Apesar de dizer por vezes que Temer é “legítimo” porque foi eleito na chapa que elegeu Dilma, Cunha afirma: “Não dá para se comportar como se tivesse se ganho uma eleição, com um programa que não foi discutido e apresentado à sociedade”.
Cunha considera que foi um erro de estratégia política ter rompido oficialmente com o governo da presidenta Dilma, escancarando que preferiria ter feito o jogo duplo, atuando nos bastidores contra o governo, como já vinha fazendo.

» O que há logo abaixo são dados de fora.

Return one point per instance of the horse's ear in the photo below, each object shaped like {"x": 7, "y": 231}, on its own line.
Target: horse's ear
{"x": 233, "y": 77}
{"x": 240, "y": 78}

“O confronto exagerado que estabeleci [com Rodrigo Janot] acabou chamando uma reação corporativa do Ministério Público. E, talvez, eu devesse ter ignorado o governo, não ter partido para o rompimento. Estava convencido de que havia articulações para me constranger. O problema é que eu poderia ter continuado com a minha certeza e não ter reagido como reagi”, afirmou.
Disse que, caso seja cassado, pretende escrever um livro. “Vou escrever com todos os detalhes tudo o que aconteceu dentro desse processo do qual participei. Tenho uma boa memória, né? Tenho ele rascunhado dentro da minha cabeça. Pretendo ter ele pronto até o fim desse ano. Acho que, talvez, o ponto de partida seja as manifestações de 2013. Tudo começa ali”, disse.
E completou: “Não espero perder o mandato mas, se acontecer, o livro vai sair mas rápido. Vou ter mais tempo”.